2. How are the Israelites supposed to treat escaped slaves (23:16–17)? According to Rashi, this law refers to an Israelite slave owned by a Gentile or a slave outside of Israel who escapes to Israel. How does the treatment of slaves affect us today? 3. What is the purpose of the Sabbath (5:14–15)? Who are the most important participants? Why? How is the Sabbath an economic problem? 4. Who participates in worship (12:12, 18)? Who participates in feasts (16:11–14)? How can we give the poor and underprivileged cause to celebrate? What would happen if we only provided for them to celebrate? 5. What is done with the tithe every third year (14:29)? Why? What about the regular tithe(26:11–13)? These two tithes are taken together as the “second tithe,” which is distinguished from that paid to the Levites (Sifre Deut 109.3). The third-year tithe can be paid to a family member only if it is over and above a subsistence allotment given from other resources (Kiddushin 32a). How does the tithe discussed here relate to our giving and tithing? How do the poor factor into it? 6. Will there always be poor in the land or not (15:4, 11)? Why should one loan to a poor brother rather than give outright (15:7–8)? How does 15:9–10 clarify the nature of the loan? Doing the will of God determines the presence or absence of the poor (Sifre Deut 114.1). Loaning rather than giving protects the recipient’s dignity (Deut 116.4). The command is to meet needs, not make rich, but it can still involve larger items like horses and slaves (Sifre Deut 116.5). Punishment is quicker if he cries out but still comes otherwise (Sifre Deut 117.4). How does a person’s relationship to us (member of the same church, fellow believer, family member, etc.) affect charity? 7. How should one treat a slave who has completed his period of service (15:12–15)? Why? In what sense has a slave given double service (15:18)? According to Rashi, this passage refers to a thief sentenced to slavery (cf. Lev 25:39). Give according to your prosperity, not particularly according to whether this slave has resulted in prosperity for you (Sifre Deut 119.3). Furnish liberally because of the liberal 5

furnishing at the Exodus (Sifre Deut 120.1). A hired man works only by day, but a slave both day and night (Sifre Deut 123.1). According to Rashi, this is because his children belong to the owner (cf.

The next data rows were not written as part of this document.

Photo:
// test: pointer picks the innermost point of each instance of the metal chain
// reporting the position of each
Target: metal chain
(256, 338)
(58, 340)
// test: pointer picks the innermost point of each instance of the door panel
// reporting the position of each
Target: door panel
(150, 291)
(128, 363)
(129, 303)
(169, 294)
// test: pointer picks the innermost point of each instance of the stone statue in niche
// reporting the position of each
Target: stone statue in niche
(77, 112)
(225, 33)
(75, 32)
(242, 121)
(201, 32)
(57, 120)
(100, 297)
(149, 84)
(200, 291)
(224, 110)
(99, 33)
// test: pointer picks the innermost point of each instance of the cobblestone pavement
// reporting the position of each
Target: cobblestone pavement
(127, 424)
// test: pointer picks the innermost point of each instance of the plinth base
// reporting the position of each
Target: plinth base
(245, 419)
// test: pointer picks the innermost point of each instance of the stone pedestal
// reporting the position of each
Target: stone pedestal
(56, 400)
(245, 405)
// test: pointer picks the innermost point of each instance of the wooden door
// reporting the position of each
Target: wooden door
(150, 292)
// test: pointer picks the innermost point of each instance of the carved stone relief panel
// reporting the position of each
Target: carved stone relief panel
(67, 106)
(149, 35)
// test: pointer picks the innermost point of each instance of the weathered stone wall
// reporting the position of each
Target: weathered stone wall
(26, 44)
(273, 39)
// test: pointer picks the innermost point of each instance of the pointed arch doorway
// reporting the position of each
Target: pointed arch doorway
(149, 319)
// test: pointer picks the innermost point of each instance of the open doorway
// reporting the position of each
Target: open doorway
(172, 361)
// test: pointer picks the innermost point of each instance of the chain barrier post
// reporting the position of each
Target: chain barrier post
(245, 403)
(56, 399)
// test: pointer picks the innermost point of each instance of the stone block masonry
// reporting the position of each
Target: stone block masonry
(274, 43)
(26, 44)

Exod 21:4). How do we view people in a lower economic class? What about those who are in prison? How do we treat them when their situation improves? What can we learn from the law regarding a slave who finishes his term of service? 8. Why is a poor debtor singled out for special consideration (24:10–13)? How is a widow special (24:17–18)? Punishment is quicker if he is poor but still comes otherwise (Sifre Deut 277.1). Not necessarily sleeping in the pledge but sleeping with it in one’s possession (Sifre Deut 277.2). Return the pledge by day if used by day, by night if used by night (Sifre Deut 277.3). How do we balance compassion with business? 9. How should a poor employee be treated (24:14–15)? cf. Deut 16:19; more guilt is incurred when status is compounded (Sifre Deut 281.1). 10. How can agricultural practice help the poor (24:19–22)? Only one or two sheaves count as forgotten (Sifre Deut 283.1). A sheaf in an obvious place is not forgotten (Sifre Deut 283.4). There is no limit to the corner of a field (Chagigah 7a; cf. Lev 19:9). If unintentional charity (forgetting) gains merit, intentional gains much more (Sifre Deut 283.7). How do the agricultural practices in the Torah compare with today’s economic systems and relief programs? How can we practice this kind of generosity in our own lives?